NAME

Convert::IBM390 -- functions for manipulating mainframe data

SYNOPSIS

use Convert::IBM390 qw(...those desired... or :all);

set_codepage('CP00037');  # equivalent to "use Convert::IBM390::CP00037;"

$eb  = asc2eb($string);
$asc = eb2asc($string);
$asc = eb2ascp($string);

$ebrecord = packeb($template, LIST...);
@fields = unpackeb($template, $ebcdic_record);
@lines = hexdump($string [,startaddr [,charset]]);

DESCRIPTION

Convert::IBM390 supplies various functions that you may find useful when working with IBM System/3[679]0 data. No functions are exported automatically; you must ask for the ones you want. "use ... qw(:all)" exports all functions.

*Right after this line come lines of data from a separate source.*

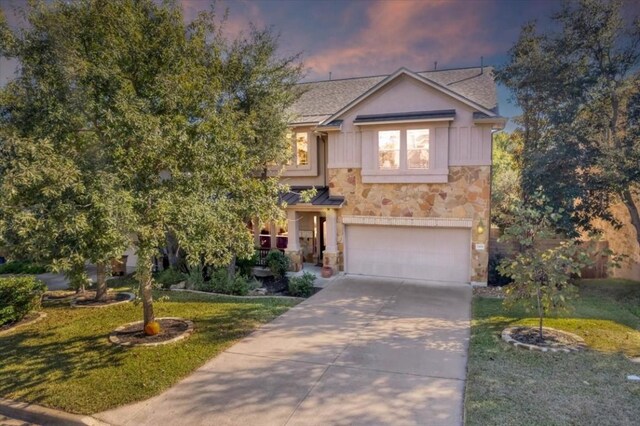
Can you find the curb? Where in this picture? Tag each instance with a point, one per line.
(230, 296)
(42, 415)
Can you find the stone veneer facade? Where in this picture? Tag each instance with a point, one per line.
(622, 241)
(467, 194)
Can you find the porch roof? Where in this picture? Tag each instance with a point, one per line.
(322, 198)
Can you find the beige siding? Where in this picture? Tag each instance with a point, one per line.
(455, 143)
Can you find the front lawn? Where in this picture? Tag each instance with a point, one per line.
(512, 386)
(66, 361)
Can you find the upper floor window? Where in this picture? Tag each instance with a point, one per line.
(403, 149)
(389, 149)
(301, 150)
(418, 149)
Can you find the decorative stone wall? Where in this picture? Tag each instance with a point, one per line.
(622, 241)
(295, 258)
(466, 195)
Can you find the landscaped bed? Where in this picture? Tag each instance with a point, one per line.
(511, 386)
(67, 362)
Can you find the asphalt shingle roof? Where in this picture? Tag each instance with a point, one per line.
(322, 198)
(321, 99)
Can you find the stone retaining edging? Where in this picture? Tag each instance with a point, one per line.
(120, 302)
(41, 316)
(266, 296)
(579, 346)
(113, 338)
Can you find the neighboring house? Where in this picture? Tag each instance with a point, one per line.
(402, 166)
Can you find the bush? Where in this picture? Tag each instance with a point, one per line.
(495, 277)
(169, 277)
(302, 286)
(22, 267)
(221, 283)
(245, 266)
(195, 278)
(18, 297)
(277, 263)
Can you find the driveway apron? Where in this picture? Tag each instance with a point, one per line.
(363, 351)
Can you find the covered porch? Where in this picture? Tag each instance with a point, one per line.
(308, 236)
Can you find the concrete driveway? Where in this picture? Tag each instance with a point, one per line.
(362, 351)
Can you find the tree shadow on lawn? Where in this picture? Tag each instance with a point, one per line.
(31, 357)
(67, 362)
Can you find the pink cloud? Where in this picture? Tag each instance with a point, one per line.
(408, 33)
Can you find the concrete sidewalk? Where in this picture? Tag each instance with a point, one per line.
(362, 351)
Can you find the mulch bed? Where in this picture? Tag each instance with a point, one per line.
(171, 329)
(88, 299)
(29, 318)
(552, 340)
(490, 291)
(275, 287)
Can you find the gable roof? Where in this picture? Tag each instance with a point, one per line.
(322, 100)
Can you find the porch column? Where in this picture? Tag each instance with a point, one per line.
(273, 232)
(256, 232)
(330, 255)
(331, 245)
(293, 251)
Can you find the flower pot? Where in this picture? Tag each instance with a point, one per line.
(327, 272)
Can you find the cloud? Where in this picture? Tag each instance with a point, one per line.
(408, 33)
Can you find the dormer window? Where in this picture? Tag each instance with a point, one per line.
(301, 150)
(403, 149)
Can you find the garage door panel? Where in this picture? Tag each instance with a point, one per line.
(409, 252)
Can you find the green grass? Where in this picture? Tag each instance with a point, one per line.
(66, 361)
(512, 386)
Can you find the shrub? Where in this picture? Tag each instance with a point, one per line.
(277, 263)
(18, 297)
(22, 267)
(195, 277)
(302, 286)
(495, 277)
(169, 277)
(220, 282)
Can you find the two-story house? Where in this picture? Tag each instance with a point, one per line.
(402, 168)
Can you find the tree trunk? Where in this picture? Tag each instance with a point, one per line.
(101, 284)
(145, 280)
(231, 269)
(627, 199)
(540, 312)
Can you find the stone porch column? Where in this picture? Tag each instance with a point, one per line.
(330, 255)
(293, 251)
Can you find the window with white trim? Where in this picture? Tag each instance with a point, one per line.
(389, 149)
(301, 149)
(403, 149)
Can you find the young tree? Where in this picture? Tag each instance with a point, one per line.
(154, 94)
(579, 91)
(541, 276)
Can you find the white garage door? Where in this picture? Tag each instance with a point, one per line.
(439, 254)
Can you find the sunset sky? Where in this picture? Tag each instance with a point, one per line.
(369, 37)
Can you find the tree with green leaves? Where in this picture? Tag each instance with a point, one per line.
(579, 90)
(541, 276)
(59, 203)
(154, 93)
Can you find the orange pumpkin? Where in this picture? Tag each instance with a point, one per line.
(152, 328)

By the way, this module is called "IBM390" because it will deal with data from any mainframe operating system. Nothing about it is specific to z/OS, or z/VM, z/VSE, i5/OS, z/TPF....

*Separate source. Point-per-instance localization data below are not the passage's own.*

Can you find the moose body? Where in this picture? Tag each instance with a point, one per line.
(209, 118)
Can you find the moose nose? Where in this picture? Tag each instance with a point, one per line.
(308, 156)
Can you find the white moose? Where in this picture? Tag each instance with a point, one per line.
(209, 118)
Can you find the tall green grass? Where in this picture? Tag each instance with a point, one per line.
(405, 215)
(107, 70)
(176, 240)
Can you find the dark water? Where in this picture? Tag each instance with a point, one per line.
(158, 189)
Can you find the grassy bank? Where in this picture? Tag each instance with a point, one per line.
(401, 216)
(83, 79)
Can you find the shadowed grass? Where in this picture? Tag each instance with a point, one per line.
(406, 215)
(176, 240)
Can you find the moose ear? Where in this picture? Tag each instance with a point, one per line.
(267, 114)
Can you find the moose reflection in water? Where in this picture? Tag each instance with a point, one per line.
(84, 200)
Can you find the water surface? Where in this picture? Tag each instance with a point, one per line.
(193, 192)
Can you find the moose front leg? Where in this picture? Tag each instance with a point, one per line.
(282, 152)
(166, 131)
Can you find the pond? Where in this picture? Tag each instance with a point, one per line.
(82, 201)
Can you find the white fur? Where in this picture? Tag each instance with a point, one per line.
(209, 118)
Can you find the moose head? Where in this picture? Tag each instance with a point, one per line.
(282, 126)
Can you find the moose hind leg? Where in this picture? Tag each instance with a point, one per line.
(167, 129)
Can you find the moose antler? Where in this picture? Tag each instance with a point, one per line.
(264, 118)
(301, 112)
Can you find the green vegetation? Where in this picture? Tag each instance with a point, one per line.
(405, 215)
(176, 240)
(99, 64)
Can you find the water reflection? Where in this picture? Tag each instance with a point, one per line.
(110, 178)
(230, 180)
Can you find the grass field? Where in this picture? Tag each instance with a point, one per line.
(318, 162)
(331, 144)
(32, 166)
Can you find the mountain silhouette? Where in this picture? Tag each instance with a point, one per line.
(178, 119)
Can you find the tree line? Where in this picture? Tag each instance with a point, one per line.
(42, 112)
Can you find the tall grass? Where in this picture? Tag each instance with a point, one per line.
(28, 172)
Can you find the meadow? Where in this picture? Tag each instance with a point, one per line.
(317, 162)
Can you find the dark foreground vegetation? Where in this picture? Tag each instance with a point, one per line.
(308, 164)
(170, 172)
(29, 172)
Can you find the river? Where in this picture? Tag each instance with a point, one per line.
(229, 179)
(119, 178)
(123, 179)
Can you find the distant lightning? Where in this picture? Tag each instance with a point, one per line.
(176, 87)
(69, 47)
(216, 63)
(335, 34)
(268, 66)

When transmitting EBCDIC data to your Perl environment via FTP, be sure to use the "binary" option. This will leave the data unconverted so that the module recognizes it. By default, FTP will translate the data to ASCII; this will convert the character fields correctly but garble other formats, such as packed-decimal and binary.

FUNCTIONS

asc2eb STRING

Converts a character string from ASCII to EBCDIC. The table translates ISO8859-1 to IBM-1047. For more information, see the C/C++ Programming Guide under "REFERENCES".

eb2asc STRING

Converts a character string from EBCDIC to ASCII. EBCDIC character strings ordinarily come from files transferred from mainframes via the binary option of FTP. The table translates IBM-1047 to ISO8859-1 (see above).

eb2ascp STRING

Like eb2asc, but the output will contain only printable ASCII characters.

packeb TEMPLATE LIST

This function is much like Perl's built-in "pack". It takes a list of values and packs it into an EBCDIC record (structure). If called in list context, it will return a list of one element. The TEMPLATE is patterned after Perl's pack template but allows fewer options. The following characters are allowed in the template:

 c  (1)  Character string without translation, padded with nulls
 C  (1)  Character string without translation, padded with native
         spaces
 e  (1)  ASCII string to be translated into EBCDIC, padded with nulls
 E  (1)  ASCII string to be translated into EBCDIC, padded with EBCDIC
         spaces
 h  (1)  A hexadecimal string, high nibble always first
 i  (2)  Signed integer (S/390 fullword)
 p  (1)  Packed-decimal field (default length = 8)
 P  (1)  Packed-decimal field with F signs for positive numbers
         (sometimes called "unsigned") (default length = 8)
 s  (2)  Signed short integer (S/390 halfword)
 S  (2)  Unsigned short integer (2 bytes)
 x  (2)  A null byte
 z  (1)  Zoned-decimal field (default length = 8)
 Z  (1)  Unsigned zoned-decimal field (default length = 8)
 @       Null-fill to absolute offset

(1) May be followed by a number giving the length of the output field;
    or, for hexadecimal, the number of nibbles in the input.
(2) May be followed by a number giving the repeat count.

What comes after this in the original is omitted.